Muy bien contada, con ese estilo característico de Zweig. Una chiquilla que es sustraída de su familia y de su ámbito a los quince años, inmadura y caprichosa, que vive como princesa y como reina de Francia con todo lujo y con el único deseo en la vida de pasárselo bien en una Corte tan barroca como la de Versalles. Tan Rococó y decadente como su palacio de Trianon, su pequeño juguete, y su Hameau, o pequeño pueblo artificial de campesinos instalado en el jardín para divertimento de la reina y sus amigos y amigas.
Pero el pueblo francés cada vez lo estaba pasando peor y estalló la revolución. Y ahí tenemos a este personaje que se precipita en pocos meses desde los más altos placeres de una vida absolutamente despreocupada hasta la falta de libertad, la humillación, el sufrimiento sumo de la separación física y mental de su propio hijo, y, al final, la guillotina.

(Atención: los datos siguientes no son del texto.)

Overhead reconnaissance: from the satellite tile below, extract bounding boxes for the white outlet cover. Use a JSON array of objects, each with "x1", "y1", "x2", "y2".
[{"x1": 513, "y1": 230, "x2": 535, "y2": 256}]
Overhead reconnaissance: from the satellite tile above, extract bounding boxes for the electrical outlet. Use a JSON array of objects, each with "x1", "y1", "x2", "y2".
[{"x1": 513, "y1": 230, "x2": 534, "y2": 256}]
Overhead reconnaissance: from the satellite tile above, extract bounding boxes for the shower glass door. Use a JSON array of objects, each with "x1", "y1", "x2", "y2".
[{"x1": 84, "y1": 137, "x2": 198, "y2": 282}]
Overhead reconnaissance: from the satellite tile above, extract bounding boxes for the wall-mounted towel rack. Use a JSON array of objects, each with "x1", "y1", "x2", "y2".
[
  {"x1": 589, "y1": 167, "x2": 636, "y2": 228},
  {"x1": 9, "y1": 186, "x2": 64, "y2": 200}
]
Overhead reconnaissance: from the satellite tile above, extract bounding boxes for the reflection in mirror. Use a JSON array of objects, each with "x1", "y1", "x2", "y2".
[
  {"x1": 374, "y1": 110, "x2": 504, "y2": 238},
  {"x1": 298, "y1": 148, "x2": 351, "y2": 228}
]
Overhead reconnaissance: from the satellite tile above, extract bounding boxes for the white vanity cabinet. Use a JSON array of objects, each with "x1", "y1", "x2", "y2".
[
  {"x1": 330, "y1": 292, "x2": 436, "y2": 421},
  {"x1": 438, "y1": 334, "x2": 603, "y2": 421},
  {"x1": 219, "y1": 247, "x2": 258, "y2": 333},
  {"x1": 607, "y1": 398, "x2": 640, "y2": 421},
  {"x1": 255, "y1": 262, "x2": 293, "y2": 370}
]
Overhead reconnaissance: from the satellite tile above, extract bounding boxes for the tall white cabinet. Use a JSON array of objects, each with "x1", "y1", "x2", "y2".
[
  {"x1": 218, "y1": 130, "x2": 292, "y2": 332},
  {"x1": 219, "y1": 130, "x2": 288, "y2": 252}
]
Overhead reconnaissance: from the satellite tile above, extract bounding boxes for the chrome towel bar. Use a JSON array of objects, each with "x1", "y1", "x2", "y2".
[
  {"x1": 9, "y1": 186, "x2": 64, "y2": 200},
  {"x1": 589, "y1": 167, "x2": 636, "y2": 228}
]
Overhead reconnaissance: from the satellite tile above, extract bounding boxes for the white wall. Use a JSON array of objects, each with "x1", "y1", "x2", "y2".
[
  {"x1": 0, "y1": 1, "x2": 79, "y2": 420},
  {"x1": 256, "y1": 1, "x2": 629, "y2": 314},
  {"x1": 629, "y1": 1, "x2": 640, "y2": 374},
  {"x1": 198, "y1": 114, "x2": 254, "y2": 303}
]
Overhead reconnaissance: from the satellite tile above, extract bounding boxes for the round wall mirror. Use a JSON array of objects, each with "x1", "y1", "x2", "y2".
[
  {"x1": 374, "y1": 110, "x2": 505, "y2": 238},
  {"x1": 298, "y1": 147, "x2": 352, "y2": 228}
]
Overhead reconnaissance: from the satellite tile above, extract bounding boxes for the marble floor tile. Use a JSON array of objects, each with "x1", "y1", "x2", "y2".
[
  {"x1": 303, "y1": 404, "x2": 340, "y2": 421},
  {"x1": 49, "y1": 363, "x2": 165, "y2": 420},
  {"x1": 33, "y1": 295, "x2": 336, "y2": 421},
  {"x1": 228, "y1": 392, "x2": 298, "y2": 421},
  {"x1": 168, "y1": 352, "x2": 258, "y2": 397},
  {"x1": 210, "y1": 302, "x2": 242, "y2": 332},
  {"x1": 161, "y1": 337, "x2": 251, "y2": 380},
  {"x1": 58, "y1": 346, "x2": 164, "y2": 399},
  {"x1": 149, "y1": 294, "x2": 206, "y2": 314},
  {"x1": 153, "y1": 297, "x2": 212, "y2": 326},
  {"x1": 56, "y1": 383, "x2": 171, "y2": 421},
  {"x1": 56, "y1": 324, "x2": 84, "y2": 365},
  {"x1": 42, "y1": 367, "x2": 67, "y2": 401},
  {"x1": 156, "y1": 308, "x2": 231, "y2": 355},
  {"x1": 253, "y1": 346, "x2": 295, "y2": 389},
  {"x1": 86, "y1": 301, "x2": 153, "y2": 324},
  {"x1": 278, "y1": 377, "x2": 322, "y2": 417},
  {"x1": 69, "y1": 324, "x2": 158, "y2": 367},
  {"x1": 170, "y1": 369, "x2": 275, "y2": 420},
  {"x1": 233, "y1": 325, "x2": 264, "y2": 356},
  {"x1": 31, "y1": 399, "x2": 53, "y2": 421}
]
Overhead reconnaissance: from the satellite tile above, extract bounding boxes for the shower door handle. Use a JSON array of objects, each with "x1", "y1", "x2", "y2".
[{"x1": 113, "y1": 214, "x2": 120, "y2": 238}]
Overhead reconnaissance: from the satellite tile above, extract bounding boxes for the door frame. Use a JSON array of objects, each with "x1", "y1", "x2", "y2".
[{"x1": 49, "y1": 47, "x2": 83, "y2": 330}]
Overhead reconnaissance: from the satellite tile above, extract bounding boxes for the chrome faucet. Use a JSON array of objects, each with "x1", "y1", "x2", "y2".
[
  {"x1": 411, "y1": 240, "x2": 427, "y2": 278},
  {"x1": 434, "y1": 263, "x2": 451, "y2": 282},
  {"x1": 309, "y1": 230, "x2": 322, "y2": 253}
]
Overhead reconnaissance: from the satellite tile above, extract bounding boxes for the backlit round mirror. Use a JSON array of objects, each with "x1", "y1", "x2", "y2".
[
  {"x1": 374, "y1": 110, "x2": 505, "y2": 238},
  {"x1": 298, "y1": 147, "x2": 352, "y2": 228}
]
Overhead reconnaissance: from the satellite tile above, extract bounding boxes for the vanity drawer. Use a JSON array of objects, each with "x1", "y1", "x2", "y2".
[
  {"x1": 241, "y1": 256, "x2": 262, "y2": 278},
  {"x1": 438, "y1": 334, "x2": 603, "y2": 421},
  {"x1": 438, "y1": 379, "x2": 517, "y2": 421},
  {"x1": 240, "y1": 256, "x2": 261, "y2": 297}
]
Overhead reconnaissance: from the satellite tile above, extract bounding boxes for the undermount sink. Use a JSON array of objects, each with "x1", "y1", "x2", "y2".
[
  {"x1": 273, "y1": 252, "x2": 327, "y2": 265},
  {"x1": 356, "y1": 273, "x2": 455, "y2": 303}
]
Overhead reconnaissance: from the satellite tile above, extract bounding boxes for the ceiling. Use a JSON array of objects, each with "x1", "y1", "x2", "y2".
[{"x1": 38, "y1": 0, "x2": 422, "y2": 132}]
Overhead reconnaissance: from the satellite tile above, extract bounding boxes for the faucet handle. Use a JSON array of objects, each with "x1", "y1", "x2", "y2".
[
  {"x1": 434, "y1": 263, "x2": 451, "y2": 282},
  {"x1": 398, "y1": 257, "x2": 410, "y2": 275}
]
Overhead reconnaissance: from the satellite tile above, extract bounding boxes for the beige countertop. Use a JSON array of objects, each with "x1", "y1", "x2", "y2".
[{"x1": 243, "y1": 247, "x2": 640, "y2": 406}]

Pero ahí, en esa prueba suma, es donde surgió en esta mujer el valor, la dignidad y el orgullo frente a las afrentas más detestables, el hambre y la reclusión, el simulacro de proceso y la muerte ignominiosa. Si no llega a ser por esos dos años, María Antonieta, la hija pequeña de la emperatriz Teresa a la que todo el mundo abandonó, no hubiera sido grande ni hubiera pasado a la Historia con mayúsculas.